Clinton Condemns Attacks on Journalists in Egypt

French photojournalist Alfred Yaghobzadeh being treated by anti-government protesters in central Tahrir Square, Cairo, February 2, 2011
French photojournalist Alfred Yaghobzadeh being treated by anti-government protesters in central Tahrir Square, Cairo, February 2, 2011

The Obama administration, led by Secretary of State Hillary Clinton, is condemning “in the strongest terms” the crackdown on journalists trying to cover the political upheaval in Egypt. The United States has lodged protests with Egyptian officials in Cairo and Washington.

Officials here are monitoring the attacks on journalists with deep concern, fearing among other things that they might be a prelude to a broader crackdown on dissent as Egypt braces for expected large-scale protests on Friday.

The State Department says the physical attacks and intimidation of Egyptian, American and other foreign journalists is a concerted campaign that is apparently being directed by Egypt’s Interior Ministry.

Secretary of State Hillary Clinton, at a press event with Croatian Foreign Minister Gordan Jandrokovic, said the United States condemns the attacks in the strongest terms.

"This is a violation of international norms that guarantee freedom of the press, and it is unacceptable under any circumstances," she said. "We also condemn in the strongest terms attacks on peaceful demonstrators, human rights activists, foreigners and diplomats. Freedom of assembly, freedom of expression, and freedom of the press are pillars of an open and inclusive society.

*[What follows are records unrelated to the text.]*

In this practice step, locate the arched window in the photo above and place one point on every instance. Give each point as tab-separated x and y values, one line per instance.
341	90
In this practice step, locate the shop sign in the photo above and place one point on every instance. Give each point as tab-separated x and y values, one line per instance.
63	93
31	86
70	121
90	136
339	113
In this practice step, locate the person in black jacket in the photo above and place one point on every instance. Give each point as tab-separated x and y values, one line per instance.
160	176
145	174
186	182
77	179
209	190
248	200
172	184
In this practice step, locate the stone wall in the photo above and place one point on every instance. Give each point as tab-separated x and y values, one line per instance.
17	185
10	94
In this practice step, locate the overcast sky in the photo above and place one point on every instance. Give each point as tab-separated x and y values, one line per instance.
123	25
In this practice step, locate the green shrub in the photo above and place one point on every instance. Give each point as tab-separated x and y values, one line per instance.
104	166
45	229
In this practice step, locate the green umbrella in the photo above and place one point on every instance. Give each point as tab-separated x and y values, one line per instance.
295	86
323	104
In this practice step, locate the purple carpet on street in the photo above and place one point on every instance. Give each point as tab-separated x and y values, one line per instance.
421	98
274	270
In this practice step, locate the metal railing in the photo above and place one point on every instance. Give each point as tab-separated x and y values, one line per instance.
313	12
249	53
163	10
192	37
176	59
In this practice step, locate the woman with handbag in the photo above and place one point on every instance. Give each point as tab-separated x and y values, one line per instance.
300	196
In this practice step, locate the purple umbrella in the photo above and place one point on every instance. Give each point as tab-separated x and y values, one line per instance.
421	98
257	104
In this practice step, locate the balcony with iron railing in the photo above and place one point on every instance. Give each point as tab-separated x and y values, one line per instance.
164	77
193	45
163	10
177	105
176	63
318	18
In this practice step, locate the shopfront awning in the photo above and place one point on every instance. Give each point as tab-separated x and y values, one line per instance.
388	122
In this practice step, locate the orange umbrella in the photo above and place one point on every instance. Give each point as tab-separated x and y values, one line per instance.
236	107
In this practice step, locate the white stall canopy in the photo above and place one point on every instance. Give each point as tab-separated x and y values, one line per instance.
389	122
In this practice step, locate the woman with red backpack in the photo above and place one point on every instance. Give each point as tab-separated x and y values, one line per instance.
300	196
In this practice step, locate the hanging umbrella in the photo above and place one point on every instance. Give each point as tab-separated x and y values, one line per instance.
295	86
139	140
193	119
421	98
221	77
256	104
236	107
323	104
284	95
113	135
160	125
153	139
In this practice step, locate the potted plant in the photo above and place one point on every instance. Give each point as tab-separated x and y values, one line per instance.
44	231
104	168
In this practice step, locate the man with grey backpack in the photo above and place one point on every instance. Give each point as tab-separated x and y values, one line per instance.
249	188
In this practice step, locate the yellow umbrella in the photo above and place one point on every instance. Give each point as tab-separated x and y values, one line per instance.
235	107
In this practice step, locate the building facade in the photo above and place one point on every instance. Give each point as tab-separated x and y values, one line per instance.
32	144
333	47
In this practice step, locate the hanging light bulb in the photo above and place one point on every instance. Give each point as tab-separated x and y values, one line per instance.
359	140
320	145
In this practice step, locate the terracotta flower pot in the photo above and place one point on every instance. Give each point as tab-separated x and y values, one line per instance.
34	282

It is especially in times of crisis that governments must demonstrate their adherence to these universal values."

Clinton said the Egyptian government including the army, has a "clear responsibility" to protect those threatened, and to hold accountable those responsible for the attacks.

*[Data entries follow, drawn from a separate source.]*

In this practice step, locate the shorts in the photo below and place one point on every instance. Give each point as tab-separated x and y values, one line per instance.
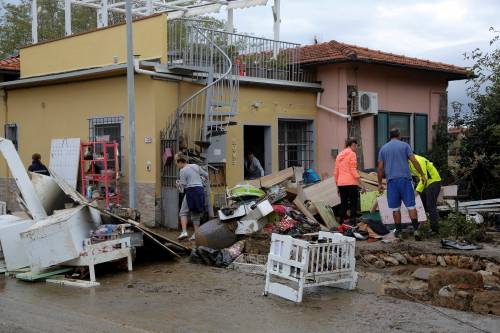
400	189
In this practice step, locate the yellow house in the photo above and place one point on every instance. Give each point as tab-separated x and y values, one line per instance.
196	88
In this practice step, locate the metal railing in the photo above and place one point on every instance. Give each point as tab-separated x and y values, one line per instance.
253	57
207	112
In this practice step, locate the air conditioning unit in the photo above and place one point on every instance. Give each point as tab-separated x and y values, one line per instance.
366	103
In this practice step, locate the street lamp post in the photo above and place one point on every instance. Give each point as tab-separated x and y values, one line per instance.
131	107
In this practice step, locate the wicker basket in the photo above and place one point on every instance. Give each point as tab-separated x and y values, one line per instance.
250	263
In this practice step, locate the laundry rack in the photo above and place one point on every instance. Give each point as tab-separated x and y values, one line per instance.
295	264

She also said the free elections promised Thursday by the new Egyptian Vice President Omar Suleiman are essential, and said serious negotiations between the government and a credible array of opposition factions on a "peaceful and orderly transition" should begin immediately.

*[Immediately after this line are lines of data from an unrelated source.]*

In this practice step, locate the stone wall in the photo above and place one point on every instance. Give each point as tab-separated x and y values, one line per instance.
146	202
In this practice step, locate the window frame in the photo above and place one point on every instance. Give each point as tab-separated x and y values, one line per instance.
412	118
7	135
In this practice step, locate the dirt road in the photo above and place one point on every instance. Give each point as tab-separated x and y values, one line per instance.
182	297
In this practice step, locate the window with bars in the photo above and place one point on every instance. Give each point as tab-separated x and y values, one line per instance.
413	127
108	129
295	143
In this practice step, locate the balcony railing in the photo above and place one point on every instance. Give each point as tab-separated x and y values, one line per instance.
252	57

The State Department said concerns about the media crackdown were conveyed to Egyptian Foreign Minister Ahmed Aboul Gheit by U.S. Ambassador Margaret Scobey, and also to the Egyptian embassy in Washington.

Spokesman P.J. Crowley said the attacks are clearly not random, and are apparently an effort to deter news coverage in anticipation of another major opposition rally planned for Friday.

"In our various conversations with Egyptian leaders today, we expressed our great concern about tomorrow, and the possibility of a confrontation and the rising risk of violence," he said. "We are expressing our concerns and offering our advice on what needs to be done."

A senior official here said the State Department has complied a "spread sheet" of attacks on reporters and media outlets and is raising them in detail with Egyptian authorities.

He said U.S. officials are taking reporters’ statements that Egyptian Interior Ministry personnel were involved in the attacks at face value, and asking for an official investigation.